Have you recently been told by your dentist that you have periodontal disease, or gum disease, and now you are worried about all of the treatment procedures in your future. This is an experience faced by many Americans each year. The good news is that if you start getting the treatments you need now, it will potentially save you from needing more invasive treatments in the future. Treatments for gum disease are often very effective, and it is possible, if you follow your dentist’s instructions, that you can reverse some of the damage to your gums and teeth that have been done. A good place to start is getting more informed about what exactly is involved in periodontal treatment and what the estimated costs of treatments are.

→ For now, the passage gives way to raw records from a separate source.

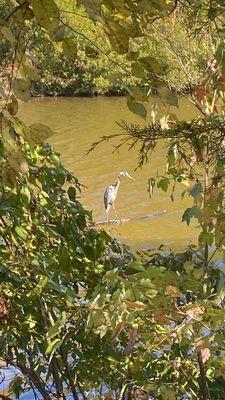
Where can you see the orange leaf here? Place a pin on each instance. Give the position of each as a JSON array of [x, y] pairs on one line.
[[135, 305], [119, 329]]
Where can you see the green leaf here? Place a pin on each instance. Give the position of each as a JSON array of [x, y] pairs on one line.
[[138, 70], [39, 133], [138, 94], [20, 231], [58, 35], [70, 49], [12, 105], [196, 190], [30, 70], [21, 89], [25, 195], [136, 266], [7, 33], [91, 52], [41, 283], [150, 64], [136, 108], [189, 213], [53, 346], [18, 162], [46, 13], [132, 55], [163, 184], [168, 96], [72, 193]]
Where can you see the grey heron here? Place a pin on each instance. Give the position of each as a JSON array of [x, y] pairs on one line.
[[111, 193]]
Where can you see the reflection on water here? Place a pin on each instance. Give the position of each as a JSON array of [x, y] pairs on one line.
[[81, 121]]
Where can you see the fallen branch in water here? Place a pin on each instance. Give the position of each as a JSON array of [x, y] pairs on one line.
[[122, 220]]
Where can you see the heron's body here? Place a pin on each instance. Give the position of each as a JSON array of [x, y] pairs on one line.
[[111, 193]]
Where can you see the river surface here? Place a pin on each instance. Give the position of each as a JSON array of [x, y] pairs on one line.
[[78, 122]]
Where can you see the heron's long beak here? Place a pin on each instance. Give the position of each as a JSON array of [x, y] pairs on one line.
[[130, 177]]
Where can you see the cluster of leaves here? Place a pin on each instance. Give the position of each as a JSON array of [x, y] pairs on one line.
[[51, 262], [78, 310]]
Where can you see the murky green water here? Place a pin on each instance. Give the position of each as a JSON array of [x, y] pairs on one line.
[[81, 121]]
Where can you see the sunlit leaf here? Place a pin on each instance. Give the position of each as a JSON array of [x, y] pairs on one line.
[[168, 96], [46, 13], [21, 89], [53, 346], [58, 35], [12, 105], [136, 108], [7, 33], [39, 133], [20, 231]]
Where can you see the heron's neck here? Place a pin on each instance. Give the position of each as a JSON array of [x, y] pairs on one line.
[[117, 183]]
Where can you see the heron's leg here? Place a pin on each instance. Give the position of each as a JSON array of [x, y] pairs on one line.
[[115, 211], [107, 213]]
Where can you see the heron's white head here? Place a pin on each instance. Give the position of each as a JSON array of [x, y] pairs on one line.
[[125, 174]]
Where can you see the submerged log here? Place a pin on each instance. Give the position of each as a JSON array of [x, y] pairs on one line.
[[122, 220]]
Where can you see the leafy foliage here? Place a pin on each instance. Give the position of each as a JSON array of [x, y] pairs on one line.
[[77, 310]]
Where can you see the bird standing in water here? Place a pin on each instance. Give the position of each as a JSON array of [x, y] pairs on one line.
[[111, 193]]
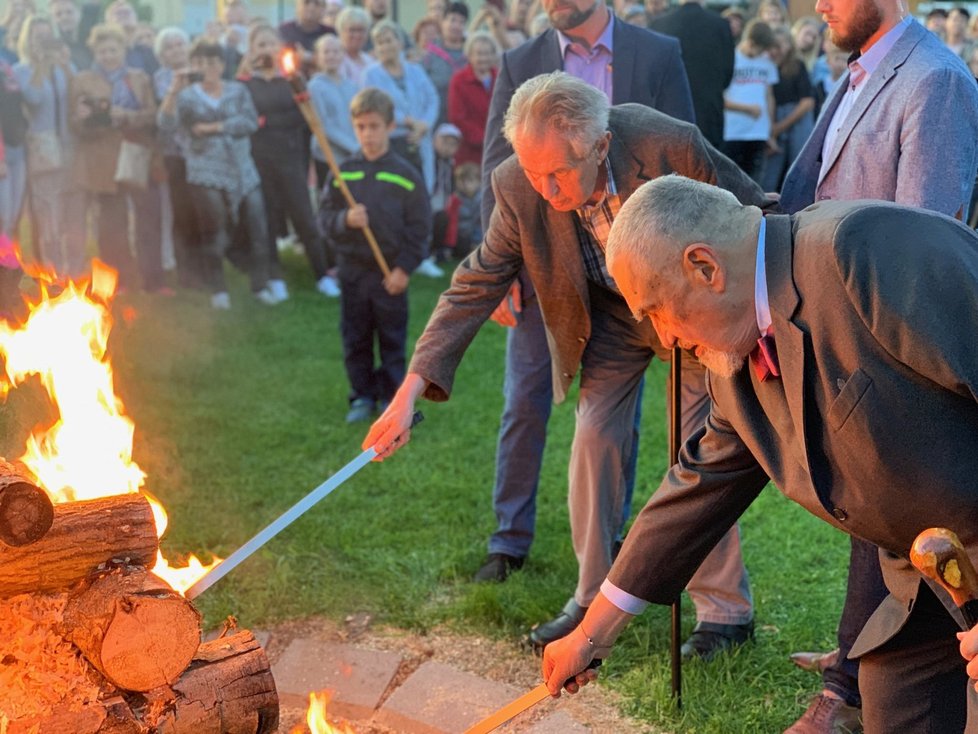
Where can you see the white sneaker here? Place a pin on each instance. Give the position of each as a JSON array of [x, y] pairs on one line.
[[266, 296], [328, 286], [278, 289], [428, 267]]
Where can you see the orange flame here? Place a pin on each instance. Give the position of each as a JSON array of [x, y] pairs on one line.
[[288, 62], [316, 716], [87, 452]]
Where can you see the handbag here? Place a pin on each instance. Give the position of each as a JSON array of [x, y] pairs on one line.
[[132, 167], [44, 153]]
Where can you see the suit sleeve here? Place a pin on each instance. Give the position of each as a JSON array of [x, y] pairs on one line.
[[945, 100], [479, 283], [699, 500]]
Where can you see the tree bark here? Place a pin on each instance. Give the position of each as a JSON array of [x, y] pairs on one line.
[[137, 631], [83, 536], [26, 512]]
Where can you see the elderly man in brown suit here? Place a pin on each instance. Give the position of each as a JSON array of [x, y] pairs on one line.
[[826, 334], [575, 160]]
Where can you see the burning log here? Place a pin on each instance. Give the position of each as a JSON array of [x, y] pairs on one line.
[[135, 630], [83, 536], [26, 511]]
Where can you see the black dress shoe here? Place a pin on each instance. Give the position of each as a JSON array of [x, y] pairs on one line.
[[710, 639], [497, 567], [560, 626]]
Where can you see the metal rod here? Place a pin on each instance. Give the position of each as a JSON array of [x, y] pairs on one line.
[[675, 441]]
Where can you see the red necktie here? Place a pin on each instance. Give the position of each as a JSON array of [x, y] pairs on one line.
[[764, 358]]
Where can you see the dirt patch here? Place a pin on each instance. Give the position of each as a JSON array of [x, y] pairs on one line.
[[596, 707]]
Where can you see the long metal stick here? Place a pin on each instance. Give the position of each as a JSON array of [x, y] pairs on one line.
[[675, 441], [287, 518]]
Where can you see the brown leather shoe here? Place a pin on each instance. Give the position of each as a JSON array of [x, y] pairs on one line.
[[816, 662], [827, 715]]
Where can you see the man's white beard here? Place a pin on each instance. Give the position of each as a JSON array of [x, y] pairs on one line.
[[722, 364]]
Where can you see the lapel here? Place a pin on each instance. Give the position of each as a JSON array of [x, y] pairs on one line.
[[790, 339], [874, 86]]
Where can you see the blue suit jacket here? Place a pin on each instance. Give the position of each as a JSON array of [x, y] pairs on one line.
[[911, 137], [647, 69]]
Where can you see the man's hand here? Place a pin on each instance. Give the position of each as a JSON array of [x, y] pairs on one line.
[[393, 429], [508, 311], [969, 651], [396, 282], [565, 663], [356, 217]]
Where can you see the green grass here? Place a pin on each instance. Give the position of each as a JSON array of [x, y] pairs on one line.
[[240, 414]]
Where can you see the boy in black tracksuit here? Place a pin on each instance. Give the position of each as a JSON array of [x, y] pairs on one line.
[[393, 202]]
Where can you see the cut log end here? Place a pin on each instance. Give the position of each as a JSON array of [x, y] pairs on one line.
[[26, 514]]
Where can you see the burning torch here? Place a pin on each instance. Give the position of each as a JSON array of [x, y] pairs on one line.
[[301, 95]]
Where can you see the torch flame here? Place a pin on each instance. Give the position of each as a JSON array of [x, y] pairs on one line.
[[316, 716], [288, 62], [87, 452]]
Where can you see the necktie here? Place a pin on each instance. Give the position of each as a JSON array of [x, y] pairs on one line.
[[764, 358]]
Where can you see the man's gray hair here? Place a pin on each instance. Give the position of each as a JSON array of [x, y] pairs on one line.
[[668, 213], [560, 103]]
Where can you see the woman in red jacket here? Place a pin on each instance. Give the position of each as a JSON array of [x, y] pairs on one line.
[[469, 92]]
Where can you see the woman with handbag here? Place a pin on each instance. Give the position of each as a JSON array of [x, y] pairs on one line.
[[58, 205], [112, 110]]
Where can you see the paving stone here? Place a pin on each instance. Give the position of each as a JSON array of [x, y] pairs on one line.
[[357, 677], [557, 723], [440, 699]]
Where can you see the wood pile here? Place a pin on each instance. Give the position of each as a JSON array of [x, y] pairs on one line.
[[91, 642]]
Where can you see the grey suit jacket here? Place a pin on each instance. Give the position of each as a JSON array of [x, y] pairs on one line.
[[524, 229], [869, 302], [911, 137]]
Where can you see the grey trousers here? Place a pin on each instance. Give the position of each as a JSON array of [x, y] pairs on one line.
[[616, 356]]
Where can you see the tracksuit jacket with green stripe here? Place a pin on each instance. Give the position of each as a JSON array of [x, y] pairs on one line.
[[397, 207]]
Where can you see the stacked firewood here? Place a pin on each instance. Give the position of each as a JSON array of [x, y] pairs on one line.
[[91, 642]]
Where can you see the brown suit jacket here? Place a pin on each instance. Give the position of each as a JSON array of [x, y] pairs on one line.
[[524, 229], [871, 427], [97, 152]]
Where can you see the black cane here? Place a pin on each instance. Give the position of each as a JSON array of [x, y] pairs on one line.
[[675, 441]]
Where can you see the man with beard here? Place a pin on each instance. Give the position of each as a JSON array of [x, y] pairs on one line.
[[884, 133], [827, 333]]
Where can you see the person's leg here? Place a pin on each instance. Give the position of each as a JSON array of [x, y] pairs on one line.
[[528, 394]]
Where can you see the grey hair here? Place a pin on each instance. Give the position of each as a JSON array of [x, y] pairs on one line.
[[666, 214], [563, 104], [479, 37], [352, 16], [165, 35]]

What is Periodontal disease?

While periodontal disease is often referred to as gum disease, it is actually an infection in any of the structures in the mouth that support the teeth, but not in the actual teeth themselves. This can include the gums, tissues, and/or bones of the mouth.

The first stage of periodontal disease, called gingivitis, only affects the gums. Symptoms of gingivitis may include bleeding and swollen gums, bad breath, pain when chewing, and recession of the gums. If left untreated, gingivitis can advance to the other structures in the mouth and overtime, cause tooth or bone loss.

Treatment options for periodontal disease

Treating periodontal disease is usually broken down into three phases. The first phase is focused on minimizing the risks that may have caused the infection, controlling the infection, and learning how to take care of your oral care to stop the progression of the infection. Treatment procedures such as scaling and root planing, which is a deep cleaning procedure, will be done to try to get the infection under control. For individuals with more advanced disease, surgery may be required. After these initial phases, the maintenance phase is focused on preventing the infection from coming back in the future. Without attentive maintenance, periodontal disease has a high rate of recurrence.

Periodontal maintenance and expected costs

The maintenance period of care is dictated by your dentist. They will give you an in-home oral hygiene regime to follow. You will also likely see the dentist more regularly for periodontal maintenance cleanings, as often as every 3 months.  These deep cleanings cost more than regular dental cleanings, and the costs are estimated to be between $140 and $300. You may experience some bleeding, but you should be able to resume normal eating and drinking later that day.

Your doctor may also prescribe medications, including either antibiotics you can take orally, or antibiotics in gel form that you’ll apply topically to your gums. These medications are often not enough on their own to treat periodontal disease, but they can help fight the infection and help reduce the pockets.

The extra treatments, medications, and visits to the dentist mean extra costs for you. It is important to remember that this extra spending is not just about saving your teeth and gums, but that periodontal disease is linked to other serious health conditions. Taking care of your oral health means taking care of your health, and you are worth it.